Ethicists Strive to Make Training for Consults More Consistent
Individuals who conduct ethics consults may have undergone limited or inconsistent training — or none at all.
“It really depends on if the institution uses volunteer committee members or if they have professionally trained ethics consultants,” says Melissa M. Bottrell, MPH, PhD, CEO of Ethics Quality Consulting in Berkeley, CA.
Some ethics programs rely on the American Society for Bioethics & Humanities (ASBH)’s Improving Competencies in Clinical Ethics Consultation: An Education Guide. The guide provides “an amazing resource for training ethics consultants,” according to Bottrell. Ethicists can create a comprehensive, case-based series of training sessions covering a core content area (e.g., shared decision-making or end-of-life decisions).
Recently, Bottrell developed training slides based on the ASBH resources for a small facility. Even if institutions do not have a professionally trained ethicist on the ethics committee, it is possible to build a good educational session this way.
“With the staff ethics person working with maybe someone in their education department, they could build a very nice training that could be housed on an internal website to use in onboarding new committee members,” Bottrell suggests.
Hospital administrators vary in their awareness of the need for training for ethics consultants. “They want to believe the committee is doing good work. But as ethics committees often don’t capture metrics to measure their work product quality, it’s hard for administrators to question the training quality,” Bottrell explains.
Many hospital leaders do not think much about it, unless an ethics consult does not appear to add value to a challenging situation, from the perspective of staff who requested the consult, patients, or family members. “That can arise if the committee does not appropriately use analytic standards, doesn’t have a broad enough representation to assure that a range of perspectives are heard, or has poor documentation of the analysis process and decision-making process and recommendations,” Bottrell says.
“Some institutions have developed their own internal checklists or feedback process, which are more informal methods,” says Katherine Wasson, PhD, MPH, HEC-C, director of the Bioethics and Professionalism Honors Program at Loyola University Chicago.
As the field of clinical ethics developed, training mainly consisted of shadowing another consultant. “The fellowship model has become the gold standard of training,” Wasson says.
After obtaining an academic or clinical degree, individuals spend one or two years learning the skills to conduct ethics consults, but such programs are limited in number. At Loyola, the Assessing Clinical Ethics Skills (ACES) program is used to train healthcare professionals who conduct ethics consults and sit on ethics committees.
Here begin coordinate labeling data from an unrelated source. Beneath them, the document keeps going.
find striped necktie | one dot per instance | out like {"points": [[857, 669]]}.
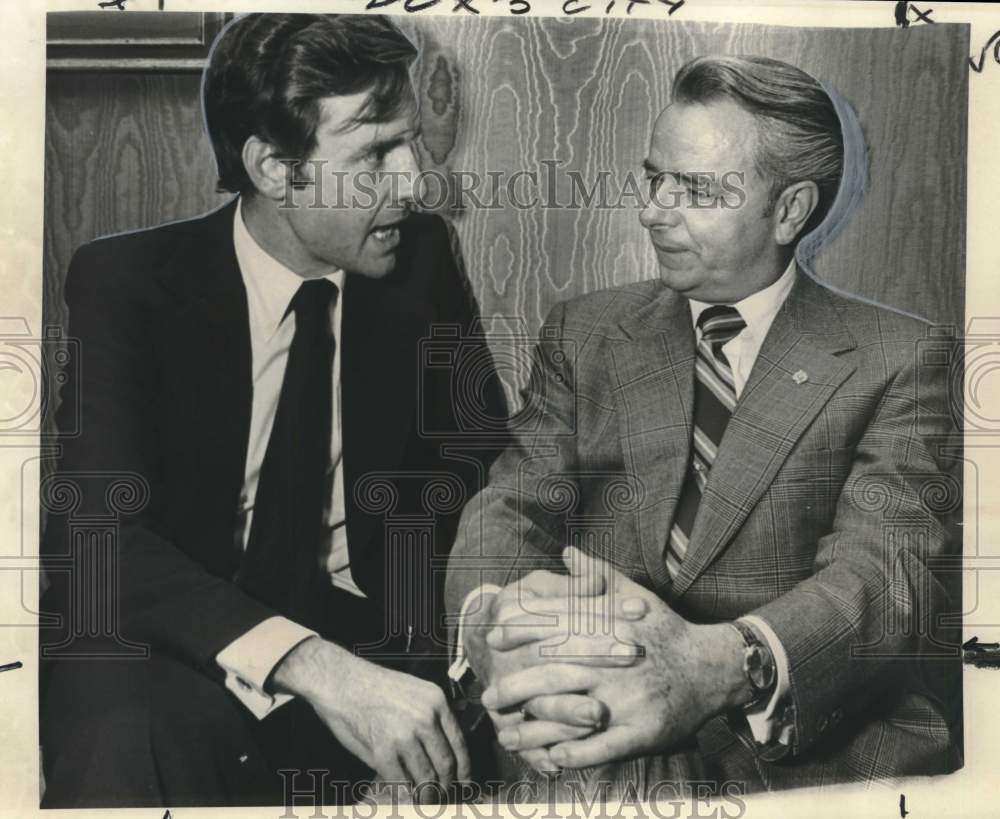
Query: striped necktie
{"points": [[714, 400]]}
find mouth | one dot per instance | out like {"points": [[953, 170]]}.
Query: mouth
{"points": [[668, 248], [387, 234]]}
In 2014, ethicists created the ACES tool based on the ASBH national competency standards and the Veterans Affairs Ethics Consultation Service Proficiency Assessment Tool (a self-assessment instrument also based on ASBH standards).
“We now use the ACES tool to train students, with three levels of courses involving ethics consultation simulation and trained raters,” Wasson says.
Ethics consultants come from a variety of backgrounds, including philosophy, theology, law, medicine, nursing, and social work. ASBH has instituted a certification process for ethics consultants, which requires 400 hours of relevant experience in the past four years, a bachelor’s degree, and passing a written exam. However, criteria for certification do not include an assessment of the individual’s skills in a consultation. “The ACES tool offers a consistent framework through which to assess these skills,” says Wasson.
Wasson has led an effort to develop a website for users in the field to learn how to apply the ACES tool to an ethics consultation. (Learn more here.) Four video case examples provide instruction on how to use the ACES tool to rate the clinical ethicists in the video. Users receive written and video feedback on how their responses match those of expert raters. The ACES tool details the components needed to conduct a competent ethics consult for people learning about consultations and those already performing this work. Trained raters provide individualized feedback to each student, and rate components of the ethics consult as “done,” “not done,” or “done incorrectly.”
For instance, a trainee might elicit the values and expectations of the medical team, but failed to do so for the patient (or surrogate decision-maker). This part of the consult would be rated as “done incorrectly,” because it was partly completed, but not sufficiently. Likewise, a trainee might not identify the full range of ethically acceptable options in a case. In that instance, the rater would help the trainee identify additional options.
“Part of the reason an ethics consultation has been called is to provide a different framing or perspective on the case and the disagreement or conflict,” Wasson notes.
The ethics consultant must help parse these issues and clarify them for all parties. Sometimes, learners need help to step back and analyze the options, and then explain why these would be ethically appropriate, or not.
Hospital administrators vary in their awareness of the need for training for ethics consultants. They want to believe the committee is doing good work. But as ethics committees often do not capture metrics to measure their work product quality, it is hard for leaders to question the training quality.